US scientists study potential of pumped storage hydropower in Alaska

Scientists at the US Department of Energy’s (DOE) Argonne National Laboratory have led a study to determine the potential of pumped storage hydropower as an efficient way to store large amounts of energy and improve grid resiliency throughout Alaska.

Alaska. - Image © Alexander - Adobe Stock.

Argonne partnered with the DOE’s National Renewable Energy Laboratory (NREL) for the project funded by DOE’s Water Power Technologies Office.

Scientists at both labs collaborated on mapping and geospatial analysis to identify Alaska locations feasible for pumped storage hydropower.

Unlike conventional hydroelectric power, pumped storage hydropower technology generates electricity when water is released from an upper reservoir through turbines into a lower reservoir. At night, when electricity is cheaper and abundant, the turbines are reversed to pump water back up into the elevated upper reservoir. Power is stored and released when needed.

Alaska is not connected to large interstate energy grids like most other states. Electricity in Alaska is among the costliest in the nation. Residents in rural areas pay 3-4 times more than those living in urban areas.

Argonne researchers evaluated pumped storage hydropower potential in Alaska’s integrated Railbelt system. The transmission grid comprises five regulated public utilities that extend from the cities of Fairbanks to Anchorage and the Kenai Peninsula. Approximately 80% of the Railbelt’s electricity comes from natural gas, which emits carbon dioxide.
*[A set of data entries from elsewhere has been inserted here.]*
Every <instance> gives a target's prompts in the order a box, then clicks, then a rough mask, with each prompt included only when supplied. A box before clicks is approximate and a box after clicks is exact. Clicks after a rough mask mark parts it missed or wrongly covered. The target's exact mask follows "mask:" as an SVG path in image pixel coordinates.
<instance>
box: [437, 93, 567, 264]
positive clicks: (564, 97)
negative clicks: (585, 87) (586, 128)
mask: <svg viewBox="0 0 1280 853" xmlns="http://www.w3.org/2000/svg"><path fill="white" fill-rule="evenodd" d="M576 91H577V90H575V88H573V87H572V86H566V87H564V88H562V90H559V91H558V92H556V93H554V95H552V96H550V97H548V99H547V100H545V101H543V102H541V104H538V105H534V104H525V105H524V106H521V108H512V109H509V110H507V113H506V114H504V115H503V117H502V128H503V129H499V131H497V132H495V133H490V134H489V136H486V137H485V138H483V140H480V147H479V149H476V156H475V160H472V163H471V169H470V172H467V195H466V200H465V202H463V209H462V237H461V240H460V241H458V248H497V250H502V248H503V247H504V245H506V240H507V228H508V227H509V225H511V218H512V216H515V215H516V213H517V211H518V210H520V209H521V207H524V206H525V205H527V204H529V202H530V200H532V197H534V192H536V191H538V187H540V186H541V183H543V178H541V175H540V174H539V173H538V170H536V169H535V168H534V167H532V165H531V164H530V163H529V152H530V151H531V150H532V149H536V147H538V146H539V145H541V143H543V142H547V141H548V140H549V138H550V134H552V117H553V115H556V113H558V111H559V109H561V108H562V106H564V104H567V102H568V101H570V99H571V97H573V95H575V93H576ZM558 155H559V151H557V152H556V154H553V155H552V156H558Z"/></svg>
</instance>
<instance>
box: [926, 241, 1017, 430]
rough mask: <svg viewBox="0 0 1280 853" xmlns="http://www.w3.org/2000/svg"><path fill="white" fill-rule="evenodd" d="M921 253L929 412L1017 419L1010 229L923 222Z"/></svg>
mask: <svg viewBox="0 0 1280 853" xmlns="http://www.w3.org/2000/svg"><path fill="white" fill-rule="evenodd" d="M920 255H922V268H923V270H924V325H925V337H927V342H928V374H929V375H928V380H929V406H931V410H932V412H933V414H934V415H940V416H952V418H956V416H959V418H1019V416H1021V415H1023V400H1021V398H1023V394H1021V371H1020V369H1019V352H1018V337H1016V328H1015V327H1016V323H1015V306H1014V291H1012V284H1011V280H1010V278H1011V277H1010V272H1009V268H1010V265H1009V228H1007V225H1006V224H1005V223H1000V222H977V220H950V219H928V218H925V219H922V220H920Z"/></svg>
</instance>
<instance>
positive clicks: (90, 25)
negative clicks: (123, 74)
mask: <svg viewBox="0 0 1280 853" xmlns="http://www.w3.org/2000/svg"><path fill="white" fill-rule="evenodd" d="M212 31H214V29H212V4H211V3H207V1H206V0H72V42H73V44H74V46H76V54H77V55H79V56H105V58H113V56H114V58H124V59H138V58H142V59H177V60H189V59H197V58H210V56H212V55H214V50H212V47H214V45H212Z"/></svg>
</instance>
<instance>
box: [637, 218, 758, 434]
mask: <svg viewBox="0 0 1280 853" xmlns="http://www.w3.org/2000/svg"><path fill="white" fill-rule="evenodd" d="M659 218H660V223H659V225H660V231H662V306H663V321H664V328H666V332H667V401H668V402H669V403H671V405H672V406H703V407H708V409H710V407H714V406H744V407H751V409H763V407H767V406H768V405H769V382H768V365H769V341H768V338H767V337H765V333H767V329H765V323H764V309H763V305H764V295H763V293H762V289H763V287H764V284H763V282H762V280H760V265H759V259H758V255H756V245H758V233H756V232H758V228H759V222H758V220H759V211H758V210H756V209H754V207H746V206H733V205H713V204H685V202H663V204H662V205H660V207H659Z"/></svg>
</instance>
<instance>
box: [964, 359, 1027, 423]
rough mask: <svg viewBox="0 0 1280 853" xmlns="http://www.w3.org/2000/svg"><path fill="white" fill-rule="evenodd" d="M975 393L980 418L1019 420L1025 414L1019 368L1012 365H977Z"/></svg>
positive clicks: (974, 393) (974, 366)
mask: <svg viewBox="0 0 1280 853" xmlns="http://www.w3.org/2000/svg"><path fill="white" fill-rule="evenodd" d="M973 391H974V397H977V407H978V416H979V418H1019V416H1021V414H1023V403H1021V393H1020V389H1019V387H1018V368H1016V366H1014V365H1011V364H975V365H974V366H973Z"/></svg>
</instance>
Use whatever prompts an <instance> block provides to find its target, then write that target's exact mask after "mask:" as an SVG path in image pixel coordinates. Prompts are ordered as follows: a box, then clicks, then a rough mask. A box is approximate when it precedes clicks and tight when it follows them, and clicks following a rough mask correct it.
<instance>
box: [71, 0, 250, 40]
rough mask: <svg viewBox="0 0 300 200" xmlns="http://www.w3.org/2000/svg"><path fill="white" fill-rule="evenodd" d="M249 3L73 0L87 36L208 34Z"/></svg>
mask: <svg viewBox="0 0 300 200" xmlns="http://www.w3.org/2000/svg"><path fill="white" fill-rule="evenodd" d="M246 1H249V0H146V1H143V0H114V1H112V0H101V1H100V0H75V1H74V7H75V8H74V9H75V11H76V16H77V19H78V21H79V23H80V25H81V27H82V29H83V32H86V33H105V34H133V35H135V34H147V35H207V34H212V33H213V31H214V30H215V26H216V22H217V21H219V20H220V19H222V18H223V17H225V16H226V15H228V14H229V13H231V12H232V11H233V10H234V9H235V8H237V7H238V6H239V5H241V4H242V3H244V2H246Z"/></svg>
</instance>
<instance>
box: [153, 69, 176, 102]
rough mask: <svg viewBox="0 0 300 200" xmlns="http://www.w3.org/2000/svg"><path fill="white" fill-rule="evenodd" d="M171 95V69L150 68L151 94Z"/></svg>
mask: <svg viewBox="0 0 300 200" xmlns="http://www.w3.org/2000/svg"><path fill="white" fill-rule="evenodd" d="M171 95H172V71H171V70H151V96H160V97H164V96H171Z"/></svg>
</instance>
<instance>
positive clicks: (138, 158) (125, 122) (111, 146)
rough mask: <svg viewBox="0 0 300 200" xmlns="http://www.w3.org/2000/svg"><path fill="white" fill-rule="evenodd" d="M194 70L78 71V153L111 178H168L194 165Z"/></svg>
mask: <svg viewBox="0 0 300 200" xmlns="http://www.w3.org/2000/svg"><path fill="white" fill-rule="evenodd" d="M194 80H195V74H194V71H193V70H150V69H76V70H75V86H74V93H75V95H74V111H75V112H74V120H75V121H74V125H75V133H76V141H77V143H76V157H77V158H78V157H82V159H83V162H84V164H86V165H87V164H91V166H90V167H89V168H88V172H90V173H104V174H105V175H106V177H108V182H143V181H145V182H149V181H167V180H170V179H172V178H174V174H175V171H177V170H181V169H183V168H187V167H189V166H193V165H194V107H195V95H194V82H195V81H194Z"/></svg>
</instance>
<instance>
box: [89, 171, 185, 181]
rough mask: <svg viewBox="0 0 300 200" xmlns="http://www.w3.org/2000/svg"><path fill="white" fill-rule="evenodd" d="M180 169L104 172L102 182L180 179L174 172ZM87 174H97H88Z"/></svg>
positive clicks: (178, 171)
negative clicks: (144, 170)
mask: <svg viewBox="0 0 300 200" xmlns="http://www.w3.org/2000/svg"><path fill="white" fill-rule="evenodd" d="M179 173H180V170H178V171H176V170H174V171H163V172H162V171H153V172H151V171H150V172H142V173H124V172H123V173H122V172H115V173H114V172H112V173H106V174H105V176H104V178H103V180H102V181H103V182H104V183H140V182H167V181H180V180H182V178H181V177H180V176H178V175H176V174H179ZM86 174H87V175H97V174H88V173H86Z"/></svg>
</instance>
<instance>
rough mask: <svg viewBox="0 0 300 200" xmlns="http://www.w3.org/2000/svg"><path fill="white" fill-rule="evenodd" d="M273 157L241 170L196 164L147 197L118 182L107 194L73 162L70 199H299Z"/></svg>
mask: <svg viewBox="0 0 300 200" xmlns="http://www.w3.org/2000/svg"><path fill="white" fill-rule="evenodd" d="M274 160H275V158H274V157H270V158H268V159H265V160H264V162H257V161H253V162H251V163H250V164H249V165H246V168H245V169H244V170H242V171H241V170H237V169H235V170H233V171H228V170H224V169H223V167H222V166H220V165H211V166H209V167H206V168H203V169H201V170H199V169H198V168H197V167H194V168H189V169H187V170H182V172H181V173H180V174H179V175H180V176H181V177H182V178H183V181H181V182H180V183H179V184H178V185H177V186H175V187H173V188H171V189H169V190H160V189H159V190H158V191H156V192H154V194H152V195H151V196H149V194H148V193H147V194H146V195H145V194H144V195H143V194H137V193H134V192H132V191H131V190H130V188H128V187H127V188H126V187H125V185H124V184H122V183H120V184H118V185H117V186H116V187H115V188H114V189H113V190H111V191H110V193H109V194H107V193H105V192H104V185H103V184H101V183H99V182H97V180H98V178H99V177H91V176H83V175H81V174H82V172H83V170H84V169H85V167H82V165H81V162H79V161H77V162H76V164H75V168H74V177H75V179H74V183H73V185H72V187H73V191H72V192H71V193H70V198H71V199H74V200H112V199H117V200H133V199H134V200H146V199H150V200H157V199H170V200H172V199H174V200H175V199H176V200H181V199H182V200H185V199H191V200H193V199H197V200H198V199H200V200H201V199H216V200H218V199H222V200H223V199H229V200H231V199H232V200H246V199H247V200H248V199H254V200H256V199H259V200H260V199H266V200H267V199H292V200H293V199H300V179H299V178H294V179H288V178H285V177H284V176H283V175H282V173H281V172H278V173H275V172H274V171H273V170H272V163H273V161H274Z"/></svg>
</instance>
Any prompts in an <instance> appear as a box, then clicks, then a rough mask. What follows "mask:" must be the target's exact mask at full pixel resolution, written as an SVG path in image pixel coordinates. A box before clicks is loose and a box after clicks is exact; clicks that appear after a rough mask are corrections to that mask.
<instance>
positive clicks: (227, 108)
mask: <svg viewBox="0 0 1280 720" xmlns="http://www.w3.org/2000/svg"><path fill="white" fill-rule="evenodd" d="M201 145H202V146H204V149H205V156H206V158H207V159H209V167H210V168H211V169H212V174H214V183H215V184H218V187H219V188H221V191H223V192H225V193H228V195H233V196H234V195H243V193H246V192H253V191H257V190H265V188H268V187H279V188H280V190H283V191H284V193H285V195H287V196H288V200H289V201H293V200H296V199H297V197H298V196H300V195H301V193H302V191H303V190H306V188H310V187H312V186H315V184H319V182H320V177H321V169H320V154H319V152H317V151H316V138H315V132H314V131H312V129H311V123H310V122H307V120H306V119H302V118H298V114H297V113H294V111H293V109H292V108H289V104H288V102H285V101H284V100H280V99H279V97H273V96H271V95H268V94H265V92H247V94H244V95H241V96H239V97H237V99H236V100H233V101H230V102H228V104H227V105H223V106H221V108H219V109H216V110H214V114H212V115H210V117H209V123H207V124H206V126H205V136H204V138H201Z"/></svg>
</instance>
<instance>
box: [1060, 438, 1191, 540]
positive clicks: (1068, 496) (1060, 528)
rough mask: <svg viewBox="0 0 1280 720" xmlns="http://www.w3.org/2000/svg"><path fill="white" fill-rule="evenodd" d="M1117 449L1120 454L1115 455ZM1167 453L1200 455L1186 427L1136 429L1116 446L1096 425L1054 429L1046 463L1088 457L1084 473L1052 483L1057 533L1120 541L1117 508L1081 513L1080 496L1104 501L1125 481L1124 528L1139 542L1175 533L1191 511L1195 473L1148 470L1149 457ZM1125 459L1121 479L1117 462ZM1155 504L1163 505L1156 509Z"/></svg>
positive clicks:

Argonne scientists created detailed models using A-LEAF (Argonne Low-Carbon Electricity Analysis Framework), an integrated national-scale simulation framework for power system operations and planning. The scientists studied past and present energy transmission trends. They analyzed overall growth in electricity demand expected in the next 25 years. A-LEAF also considered retiring existing generators as they reach their economic lifetime.

Pumped storage hydropower provides roughly 10 or more hours of energy storage. The study showed that lithium-ion batteries were feasible for short-term (four-hour) energy storage in the Railbelt system.

Along with validating the use of pumped storage hydropower as a viable technology for reducing carbon emissions, the Argonne-NREL study offers guidance on developing clean energy policies and regulations and making investment decisions.